[mythtv] Questions about Python bindings

Raymond Wagner raymond at wagnerrp.com
Tue Apr 16 14:07:59 UTC 2013


From: Rebecca Sutton Koeser
Sent: Sunday, April 14, 2013 6:36 PM
> First, I was wondering if it would be possible to break out the language
> bindings into their own git repositories?  It seems like that would make
> it a lot easier for people like me, who may have expertise in a particular
> language and are somewhat familiar with MythTV, to contribute fixes,
> documentation, etc for the bindings they want to use and/or the language
> they are familiar with.  

Considering all the language bindings are currently tied to a specific
version
of the database schema and backend protocol, keeping them all in the same
repository makes it easier to manage compatibility and ensure they get
updated to match changes in the code.  For these reasons, I would be
reluctant to break them out into their own repositories.

> and in one case where I think it is, it needs a small fix-- something I'd
like to
> submit as a patch but I'm hesitant to fork the entire myth repo for a
one-line
> python change

Then don't fork it.  You don't need to fork something just to make a patch.
You
don't even need a Git checkout.  Just copy the file in question, make the
change
in the copy, and `diff` the two.

> Is adding support for the services API planned? Is that something that
belongs
> in the bindings or is outside the scope/intent of these?

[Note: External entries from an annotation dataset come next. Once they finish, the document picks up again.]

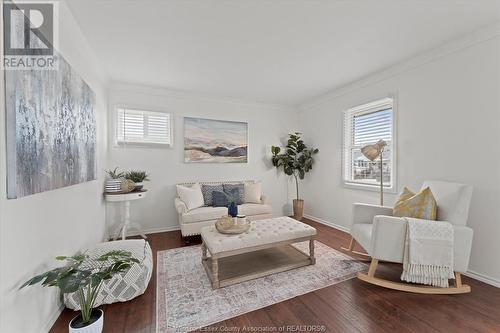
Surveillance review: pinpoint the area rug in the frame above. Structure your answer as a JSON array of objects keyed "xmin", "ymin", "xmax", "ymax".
[{"xmin": 156, "ymin": 241, "xmax": 367, "ymax": 333}]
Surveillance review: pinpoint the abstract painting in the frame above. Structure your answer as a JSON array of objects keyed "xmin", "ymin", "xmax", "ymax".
[
  {"xmin": 4, "ymin": 54, "xmax": 96, "ymax": 199},
  {"xmin": 184, "ymin": 117, "xmax": 248, "ymax": 163}
]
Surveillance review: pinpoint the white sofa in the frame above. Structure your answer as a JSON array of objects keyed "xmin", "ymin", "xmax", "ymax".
[{"xmin": 175, "ymin": 180, "xmax": 273, "ymax": 237}]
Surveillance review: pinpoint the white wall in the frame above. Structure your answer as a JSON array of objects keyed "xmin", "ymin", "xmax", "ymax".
[
  {"xmin": 107, "ymin": 83, "xmax": 297, "ymax": 236},
  {"xmin": 299, "ymin": 28, "xmax": 500, "ymax": 286},
  {"xmin": 0, "ymin": 3, "xmax": 107, "ymax": 332}
]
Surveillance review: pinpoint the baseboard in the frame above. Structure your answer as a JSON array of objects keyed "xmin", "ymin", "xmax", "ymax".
[
  {"xmin": 127, "ymin": 225, "xmax": 181, "ymax": 237},
  {"xmin": 463, "ymin": 271, "xmax": 500, "ymax": 288},
  {"xmin": 40, "ymin": 303, "xmax": 64, "ymax": 333},
  {"xmin": 304, "ymin": 214, "xmax": 349, "ymax": 233}
]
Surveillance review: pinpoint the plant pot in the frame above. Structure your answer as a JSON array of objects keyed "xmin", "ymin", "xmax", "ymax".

When the bindings were originally rewritten several years ago, the Services
API
didn't even exist.  There was a much more limited MythXML interface, but
nearly everything you might want to do with the bindings required
interfacing
with either the database or the backend protocol.  The bindings were
designed
to duplicate many of the structures available through those two interfaces.

The Services API, while already far more capable than the old MythXML, is
still
relatively limited.  It's basically being grown organically as someone wants
to add
a new feature for the in-development backend configuration page, or for a
3rd
party client like Torc for iPad or UbuntuTV.  There will still be a need to
access the
database and internal protocol for some time.  The plan is to add an
abstraction
layer on top of the existing classes to allow interaction to shift between
one
interface and the next as needed.  There already is some degree of this, as
there
are methods that will return Program or Guide objects built from the
responses
of the Services API, but these are one-off implementations, rather than some
reusable framework.

The database access classes are largely auto-configuring already, and the
internal
protocol classes are easy enough to set up, so that leaves an interface to
the
Services API, and the layer on top to tie it all together.  I have a base
class mostly
written that will generate its own interface to the Services API based off
the
available WSDL sheets, but I stalled some time back when I ran into an issue
where
the Services API would document a generic type when it using a list of
complex
types.  I believe David Blain has fixed this issue, but I've been busy with
other
things and never got back to work on it.